The U.N. Children's Fund says hundreds of thousands of children in Sudan are dying from preventable reasons. UNICEF says children are the first victims of war and their situation is unlikely to get better unless peace comes to that country.
The U.N. Children's Fund says more than 300,000 children in Sudan die every year from preventable causes. And, it says, about 26,000 mothers die each year giving birth.
UNICEF statistics show about 75,000 children die from malaria. But, it adds malaria deaths are going down significantly because about 70 percent of households with under-five children now have insecticide-treated mosquito nets.
UNICEF Representative in Sudan, Nils Kastberg, says diarrhea, respiratory infections and measles also are big child killers. He says too many children in Sudan are badly malnourished and that is a big reason why they are dying.
"We basically need to strengthen the nutrition value," says Kastberg. "Generally, mortality around the world, you tend to say that under-five mortality is 30 percent of the children die because they are weak out of malnutrition. In the case of Sudan, it is 60 percent of the children that have various degrees of malnutrition that weaken them and that is why they fall so easily to malaria, to diarrhea, to respiratory infections."
Kastberg says poverty and war-like conditions in Sudan also affect education. He says at least three-million children are not going to school and many of those that get a primary education do not continue their studies.
He says in many Sudanese states fewer than 40 percent of women are literate. He says there is no way education and survival rates can be improved unless Sudan has peace.
Sudan will be holding a referendum in 2011 that will decide whether the South secedes from the North and becomes independent. Kastberg says most people are predicting there will be an eruption of different levels of conflict after the referendum.
"What we are trying to do is everything possible so that all those doom scenarios do not happen ... and if we can make progress in that regard, then I think we would be able to reduce under-five mortality very quickly in two or three years by at least a third, maternal mortality at least by a third," Kastberg adds.

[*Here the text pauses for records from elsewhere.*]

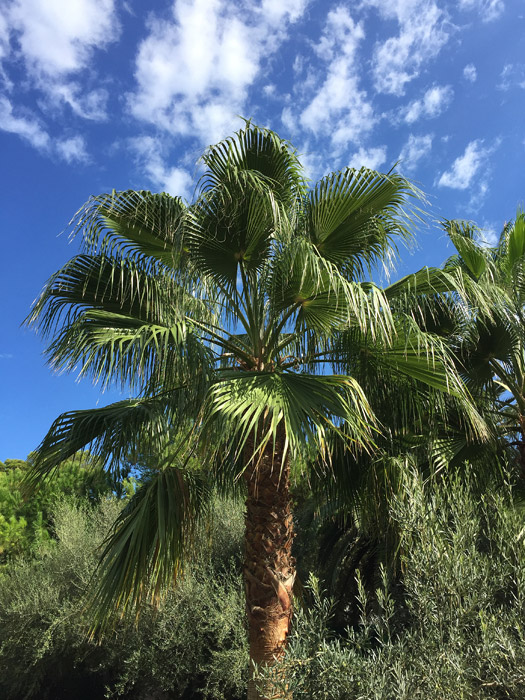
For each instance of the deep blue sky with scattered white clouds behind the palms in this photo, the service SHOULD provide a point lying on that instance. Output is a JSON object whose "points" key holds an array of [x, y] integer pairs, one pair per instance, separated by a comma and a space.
{"points": [[102, 94]]}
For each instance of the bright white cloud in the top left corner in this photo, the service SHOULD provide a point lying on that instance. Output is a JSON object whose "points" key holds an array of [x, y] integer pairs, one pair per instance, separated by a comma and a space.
{"points": [[57, 38]]}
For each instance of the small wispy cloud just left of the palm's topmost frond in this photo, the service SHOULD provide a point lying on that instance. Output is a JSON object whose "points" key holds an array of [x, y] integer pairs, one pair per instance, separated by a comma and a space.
{"points": [[148, 152]]}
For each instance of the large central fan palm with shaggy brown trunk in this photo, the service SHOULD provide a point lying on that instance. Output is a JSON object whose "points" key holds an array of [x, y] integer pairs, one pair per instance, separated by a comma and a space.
{"points": [[232, 320]]}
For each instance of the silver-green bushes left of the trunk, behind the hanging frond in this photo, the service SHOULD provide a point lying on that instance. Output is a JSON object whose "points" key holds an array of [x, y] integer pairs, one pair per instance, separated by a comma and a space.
{"points": [[192, 647]]}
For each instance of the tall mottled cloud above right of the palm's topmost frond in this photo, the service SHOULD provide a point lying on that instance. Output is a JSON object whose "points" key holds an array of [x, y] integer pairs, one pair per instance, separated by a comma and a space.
{"points": [[339, 108]]}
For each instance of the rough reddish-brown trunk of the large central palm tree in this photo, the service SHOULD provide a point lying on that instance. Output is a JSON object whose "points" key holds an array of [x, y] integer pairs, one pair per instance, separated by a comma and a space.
{"points": [[269, 568]]}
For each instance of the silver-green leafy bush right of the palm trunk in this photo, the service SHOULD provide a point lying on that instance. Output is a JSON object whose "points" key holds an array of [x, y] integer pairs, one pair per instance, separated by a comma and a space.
{"points": [[460, 633]]}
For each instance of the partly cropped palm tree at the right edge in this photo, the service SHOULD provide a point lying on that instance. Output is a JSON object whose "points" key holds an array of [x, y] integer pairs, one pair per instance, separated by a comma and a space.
{"points": [[491, 348]]}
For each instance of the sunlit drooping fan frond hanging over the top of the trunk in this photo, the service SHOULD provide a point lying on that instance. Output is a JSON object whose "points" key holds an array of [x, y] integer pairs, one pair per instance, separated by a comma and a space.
{"points": [[306, 407]]}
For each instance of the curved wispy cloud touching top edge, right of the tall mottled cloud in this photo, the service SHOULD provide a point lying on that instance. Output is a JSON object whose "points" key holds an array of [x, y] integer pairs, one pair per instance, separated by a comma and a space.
{"points": [[423, 31]]}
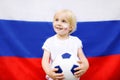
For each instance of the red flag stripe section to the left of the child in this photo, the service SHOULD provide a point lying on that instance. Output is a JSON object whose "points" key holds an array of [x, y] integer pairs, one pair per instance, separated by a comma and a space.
{"points": [[14, 68]]}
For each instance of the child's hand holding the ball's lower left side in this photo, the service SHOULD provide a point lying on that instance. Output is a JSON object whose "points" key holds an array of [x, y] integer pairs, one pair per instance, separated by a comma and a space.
{"points": [[55, 76]]}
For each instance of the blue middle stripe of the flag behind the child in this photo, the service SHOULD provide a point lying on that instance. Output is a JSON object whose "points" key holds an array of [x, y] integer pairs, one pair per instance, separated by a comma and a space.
{"points": [[25, 38]]}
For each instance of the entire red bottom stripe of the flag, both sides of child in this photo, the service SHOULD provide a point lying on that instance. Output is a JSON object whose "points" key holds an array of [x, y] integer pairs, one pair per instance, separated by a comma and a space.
{"points": [[101, 68]]}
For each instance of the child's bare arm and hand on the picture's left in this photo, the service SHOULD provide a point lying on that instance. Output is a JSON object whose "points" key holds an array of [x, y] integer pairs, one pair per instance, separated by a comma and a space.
{"points": [[46, 67]]}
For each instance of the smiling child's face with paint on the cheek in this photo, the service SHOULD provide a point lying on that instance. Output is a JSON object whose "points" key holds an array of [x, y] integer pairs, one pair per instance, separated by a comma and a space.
{"points": [[61, 25]]}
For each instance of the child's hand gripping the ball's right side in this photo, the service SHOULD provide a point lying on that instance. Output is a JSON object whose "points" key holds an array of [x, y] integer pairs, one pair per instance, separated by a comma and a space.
{"points": [[80, 70]]}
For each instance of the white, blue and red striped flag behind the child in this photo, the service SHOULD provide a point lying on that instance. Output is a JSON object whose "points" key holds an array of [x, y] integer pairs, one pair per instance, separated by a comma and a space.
{"points": [[26, 24]]}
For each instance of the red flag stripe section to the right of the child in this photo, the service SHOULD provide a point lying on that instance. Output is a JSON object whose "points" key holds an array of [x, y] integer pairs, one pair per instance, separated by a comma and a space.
{"points": [[103, 68]]}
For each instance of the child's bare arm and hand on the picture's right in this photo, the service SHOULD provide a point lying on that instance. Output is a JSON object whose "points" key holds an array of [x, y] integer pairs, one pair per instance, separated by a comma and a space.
{"points": [[84, 65]]}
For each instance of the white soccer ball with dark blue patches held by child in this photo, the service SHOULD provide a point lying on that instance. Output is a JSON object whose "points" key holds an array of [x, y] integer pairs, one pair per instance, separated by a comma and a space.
{"points": [[66, 63]]}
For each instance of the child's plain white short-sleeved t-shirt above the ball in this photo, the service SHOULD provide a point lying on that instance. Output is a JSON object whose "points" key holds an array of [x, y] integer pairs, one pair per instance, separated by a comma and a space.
{"points": [[57, 46]]}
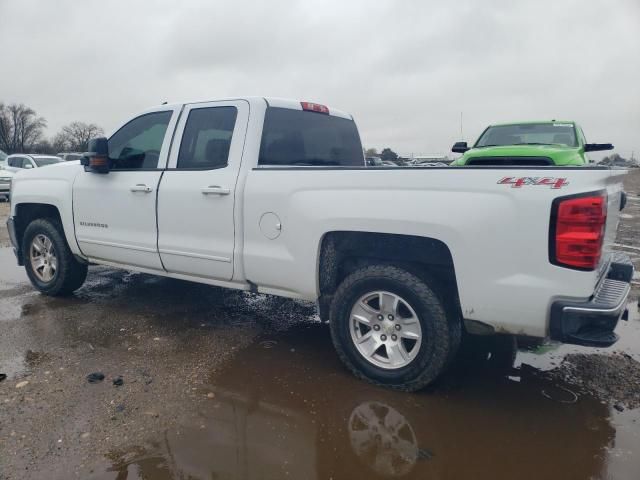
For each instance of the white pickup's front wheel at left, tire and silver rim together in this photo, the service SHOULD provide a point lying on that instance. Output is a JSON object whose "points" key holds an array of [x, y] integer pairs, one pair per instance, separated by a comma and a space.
{"points": [[49, 263]]}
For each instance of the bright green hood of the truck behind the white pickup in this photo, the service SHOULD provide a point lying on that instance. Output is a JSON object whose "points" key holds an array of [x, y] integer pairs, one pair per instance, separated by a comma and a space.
{"points": [[559, 154]]}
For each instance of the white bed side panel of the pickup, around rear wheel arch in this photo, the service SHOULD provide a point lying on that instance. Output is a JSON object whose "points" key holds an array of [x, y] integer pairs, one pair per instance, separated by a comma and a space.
{"points": [[498, 235]]}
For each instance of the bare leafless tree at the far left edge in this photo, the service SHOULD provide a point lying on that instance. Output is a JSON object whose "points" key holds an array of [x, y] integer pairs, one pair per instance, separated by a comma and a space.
{"points": [[20, 128]]}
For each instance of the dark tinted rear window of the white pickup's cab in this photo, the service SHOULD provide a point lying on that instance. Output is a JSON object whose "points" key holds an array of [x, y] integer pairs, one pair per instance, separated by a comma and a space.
{"points": [[302, 138]]}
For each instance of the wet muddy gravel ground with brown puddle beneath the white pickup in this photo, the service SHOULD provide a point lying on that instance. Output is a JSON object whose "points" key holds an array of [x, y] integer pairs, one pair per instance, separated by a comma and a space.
{"points": [[218, 384]]}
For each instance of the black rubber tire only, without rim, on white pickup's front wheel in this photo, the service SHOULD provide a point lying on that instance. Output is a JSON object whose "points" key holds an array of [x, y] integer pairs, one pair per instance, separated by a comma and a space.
{"points": [[70, 273]]}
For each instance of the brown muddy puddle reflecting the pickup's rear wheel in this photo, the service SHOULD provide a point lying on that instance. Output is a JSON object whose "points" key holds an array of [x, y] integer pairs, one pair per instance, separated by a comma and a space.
{"points": [[291, 411]]}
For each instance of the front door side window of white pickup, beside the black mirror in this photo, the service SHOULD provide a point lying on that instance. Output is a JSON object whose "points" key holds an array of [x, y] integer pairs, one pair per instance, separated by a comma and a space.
{"points": [[137, 145]]}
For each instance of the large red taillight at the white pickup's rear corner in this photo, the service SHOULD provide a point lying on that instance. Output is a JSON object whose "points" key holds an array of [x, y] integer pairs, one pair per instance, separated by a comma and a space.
{"points": [[579, 231]]}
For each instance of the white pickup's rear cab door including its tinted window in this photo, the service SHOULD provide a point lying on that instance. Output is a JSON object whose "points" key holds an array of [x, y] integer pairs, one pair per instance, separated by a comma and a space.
{"points": [[196, 199]]}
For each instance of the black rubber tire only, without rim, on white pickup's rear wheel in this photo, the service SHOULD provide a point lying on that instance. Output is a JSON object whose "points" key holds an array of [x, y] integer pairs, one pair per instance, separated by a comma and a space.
{"points": [[438, 340]]}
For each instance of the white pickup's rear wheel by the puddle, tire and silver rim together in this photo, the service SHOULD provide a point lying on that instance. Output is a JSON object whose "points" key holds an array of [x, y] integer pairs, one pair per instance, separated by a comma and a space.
{"points": [[390, 328]]}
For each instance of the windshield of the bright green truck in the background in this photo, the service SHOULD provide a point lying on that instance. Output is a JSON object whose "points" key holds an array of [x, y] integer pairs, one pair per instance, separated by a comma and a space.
{"points": [[529, 134]]}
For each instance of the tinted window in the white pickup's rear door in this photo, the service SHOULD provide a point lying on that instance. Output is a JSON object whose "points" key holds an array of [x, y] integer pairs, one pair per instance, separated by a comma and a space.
{"points": [[207, 138]]}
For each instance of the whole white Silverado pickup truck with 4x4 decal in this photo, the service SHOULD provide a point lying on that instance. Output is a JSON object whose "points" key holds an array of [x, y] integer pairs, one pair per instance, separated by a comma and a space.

Kastberg says UNICEF is running a peace campaign throughout the country to get people to think about the cost of war and the cost of peace. He says church and tribal leaders, Imams and political leaders are engaged in the campaign.
He says at least 15,000 so-called student peace ambassadors also are spreading the message of peace. He says a TV campaign is getting underway in the capital, Khartoum. He notes the World Food Program is including information leaflets as part of its food distribution program to 11-million people.